MCP servers that can take a screenshot
6 verified servers expose a tool that can take a screenshot of a web page
A screenshot is how an agent shows its work on the visual web: proof a page rendered, a frame from a failing test, a design captured for comparison. Several browser and scraping servers expose it as one tool, and they split into two camps depending on whether you bring your own browser.
These verified servers let an agent capture an image of a web page.
Playwright
Microsoft
Microsoft's official browser-automation server that drives pages via the accessibility tree, not pixels.
browser_take_screenshot
browser_take_screenshot captures whatever Playwright currently has on screen, the default when an agent is driving a live browser and needs to see the result of a step.
Jina AI
Jina AI
Jina AI's official remote server gives agents web search, URL-to-markdown reading, reranking, and embeddings-powered tools.
capture_screenshot_url
Point capture_screenshot_url at a URL and it shoots the page in one call, with no browser session to set up or tear down.
BrowserStack
BrowserStack
BrowserStack's official server runs manual and automated tests on real browsers and devices, and debugs the failures.
takeAppScreenshot
Not a browser page either: takeAppScreenshot captures a native app on a real device, for when what renders on an actual phone is the thing to verify.
Cypress
JADEV GROUP
A maintained MCP server that runs your Cypress E2E suite from an agent, returns structured results, and surfaces failure context.
cypress_get_screenshot
Inside a Cypress run, cypress_get_screenshot pulls the frame from a test, so a failing assertion can hand back exactly what broke.
Figma
Figma
Figma's official MCP server: turn designs into code context, read variables and components, and write to the canvas.
get_screenshot
Not a web page at all: get_screenshot renders a selected Figma node to an image, the reference shot an agent diffs its built UI against.
ScrapingBee
ScrapingBee
ScrapingBee's official MCP server: scrape pages to text or HTML, screenshot, extract data, search the web, and pull Amazon, Walmart, and YouTube data.
get_screenshot
get_screenshot runs through ScrapingBee's managed rendering and anti-bot layer, so it captures pages that turn away a bare headless browser, all in one keyed HTTP call.
What to know
The picks split by how the shot is taken. Playwright drives a live browser you control and captures whatever is on screen mid-session, which is what you want when the shot is one step in a longer interaction. A test runner like Cypress is different: it captures during a headless run, and the tool retrieves the PNG Cypress saved when an assertion failed, not a fresh frame. A third group takes a URL and hands back an image with no browser to manage (Jina, ScrapingBee), faster for a one-off grab. BrowserStack is its own case, capturing a native app on a real device rather than a browser page, for when on-device rendering is what you need to check.

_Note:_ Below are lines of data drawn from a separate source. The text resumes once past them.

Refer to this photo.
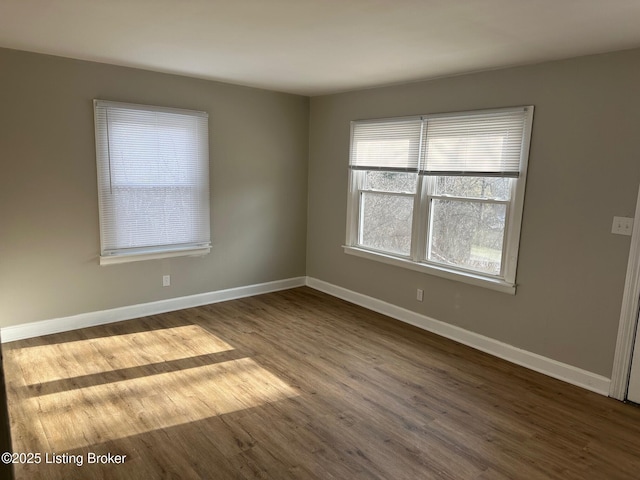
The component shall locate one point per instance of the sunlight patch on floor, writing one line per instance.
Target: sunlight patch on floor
(98, 355)
(86, 406)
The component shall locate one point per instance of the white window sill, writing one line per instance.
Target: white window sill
(459, 276)
(152, 255)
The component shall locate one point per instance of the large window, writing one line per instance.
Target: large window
(153, 182)
(442, 193)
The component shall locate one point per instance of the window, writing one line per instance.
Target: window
(442, 193)
(153, 182)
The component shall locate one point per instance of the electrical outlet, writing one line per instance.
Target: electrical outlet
(622, 226)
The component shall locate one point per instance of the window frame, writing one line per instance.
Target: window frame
(422, 214)
(110, 255)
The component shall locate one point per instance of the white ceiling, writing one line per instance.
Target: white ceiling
(313, 47)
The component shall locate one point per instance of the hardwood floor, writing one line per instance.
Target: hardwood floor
(300, 385)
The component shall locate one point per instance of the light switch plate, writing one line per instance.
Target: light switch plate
(622, 225)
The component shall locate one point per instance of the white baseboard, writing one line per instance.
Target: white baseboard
(553, 368)
(90, 319)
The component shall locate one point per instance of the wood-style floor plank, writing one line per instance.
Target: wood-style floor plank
(301, 385)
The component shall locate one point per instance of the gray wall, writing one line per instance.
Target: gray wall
(49, 234)
(584, 168)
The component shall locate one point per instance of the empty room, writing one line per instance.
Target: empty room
(305, 239)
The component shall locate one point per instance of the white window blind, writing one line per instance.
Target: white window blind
(153, 181)
(391, 145)
(441, 193)
(487, 144)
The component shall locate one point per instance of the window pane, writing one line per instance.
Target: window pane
(496, 188)
(386, 222)
(467, 234)
(391, 181)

A screenshot is evidence, and evidence only helps if you can tie it back to what happened. An image with no record of which step produced it, or what the agent was checking, is just a PNG in a folder.
Questions
- Do I need to run a browser to take a screenshot?
- Not always. Playwright and Cypress screenshot a browser you are driving, which fits multi-step interactions. Jina and ScrapingBee take a URL and return an image with no browser to manage, which is quicker for a single capture. Pick based on whether the shot is part of a session or a one-off.
- Can an agent capture what renders on a real phone?
- Through BrowserStack, for a native app: takeAppScreenshot runs against real devices, so you get a genuine on-device capture rather than a desktop browser resized to a narrow width. That distinction matters when the bug you are chasing only shows up on an actual device.